Excerpts from Jim Conrad's
Naturalist Newsletter

Horse Nettle, SOLANUM CAROLINENSE

from the June 17, 2012 Newsletter issued from the woods of the Loess Hill Region a few miles east of Natchez, Mississippi, USA
HORSE NETTLE

Back on the farm in Kentucky no barnyard weed caused me more grief than the Horse Nettle, SOLANUM CAROLINENSE, a plant of which grows beside my trailer, shown above. A close-up of one of the pretty, white flowers is shown below:

Horse Nettle, SOLANUM CAROLINENSE, flower

The five yellow, banana-like items are anthers -- the stamens' baglike affairs in which pollen is produced. Notice that these anthers are unusual relative to other flowers' anthers in that instead of splitting along their sides to release pollen they develop holes, or pores, at their tops. That's where the pollen escapes.
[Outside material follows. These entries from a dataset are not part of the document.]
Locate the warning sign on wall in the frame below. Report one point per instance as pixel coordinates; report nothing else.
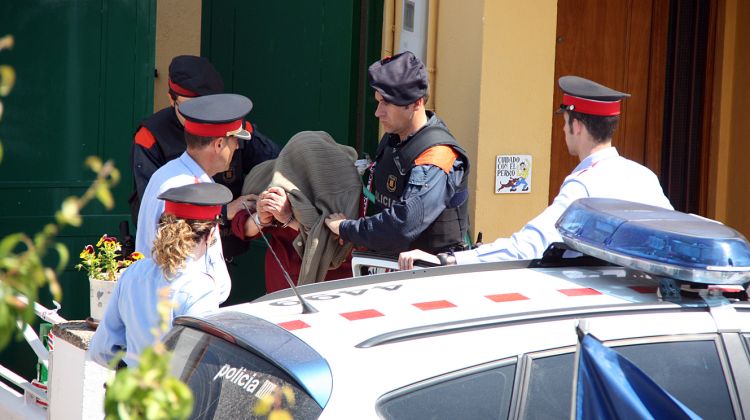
(513, 174)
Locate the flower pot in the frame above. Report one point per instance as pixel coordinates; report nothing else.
(99, 293)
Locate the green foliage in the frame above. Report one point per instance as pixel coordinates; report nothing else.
(22, 272)
(148, 391)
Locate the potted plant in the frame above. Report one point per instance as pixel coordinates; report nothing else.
(103, 264)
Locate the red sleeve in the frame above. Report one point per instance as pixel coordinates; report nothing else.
(145, 138)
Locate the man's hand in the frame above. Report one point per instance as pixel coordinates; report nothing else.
(237, 204)
(275, 201)
(406, 259)
(333, 221)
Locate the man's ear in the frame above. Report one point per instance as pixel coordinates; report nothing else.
(577, 126)
(219, 143)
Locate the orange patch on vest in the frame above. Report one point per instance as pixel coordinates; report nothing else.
(440, 156)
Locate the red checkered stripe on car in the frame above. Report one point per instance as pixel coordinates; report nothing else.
(445, 304)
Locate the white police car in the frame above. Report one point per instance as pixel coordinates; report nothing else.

The green, match-stick-shaped thing arising amidst the anthers is the stigma-tipped style, the style being the ovary's "neck." The ovary, or future fruit, is hidden among the anthers' bases.

Anyone knowing a bit about wildflowers recognizes this combination of features as very characteristic of the group of plants known as nightshades, the same nightshades famous for their toxicity. Nightshades belong to the genus Solanum in the Nightshade/Tomato/Potato Family, the Solanaceae. Solanum is one of the largest of all flowering-plant genera, containing between 1500 and 2000 species, depending on your expert.

It wasn't the Horse Nettle's pretty flowers or the herbage's toxicity that gave me problems back on the farm. You can see the troublemakers below:

Horse Nettle, SOLANUM CAROLINENSE, spines on leaf midrib

If you're a barefoot kid and you step on a Horse Nettle leaf with those ¼-inch long (5mm) spines poking straight up from the midrib, the spines will puncture your foot, no matter how calloused the soles are. It's unusual for spines to arise from leaf midribs. In most species if they're present at all they're along the margins or at the petiole's base.

Though Horse Nettle is native to the US Southeast, it's adapted for disturbed habitats and is a tough little plant, so it's spread throughout the US in all but the most arid and cold places, and is even becoming weedy in other countries.

Horse Nettle's yellow ripe fruits are less toxic than fruits of many nightshade members. I remember eating one or two as a kid and finding the taste a little unpleasant but I suffered no ill effects. Herbalists sometimes cook the fruit to serve as a sedative or antispasmodic.

In organic gardens sometimes Horse Nettles are welcomed because they attract certain beetles who prey on vegetable-eating insects.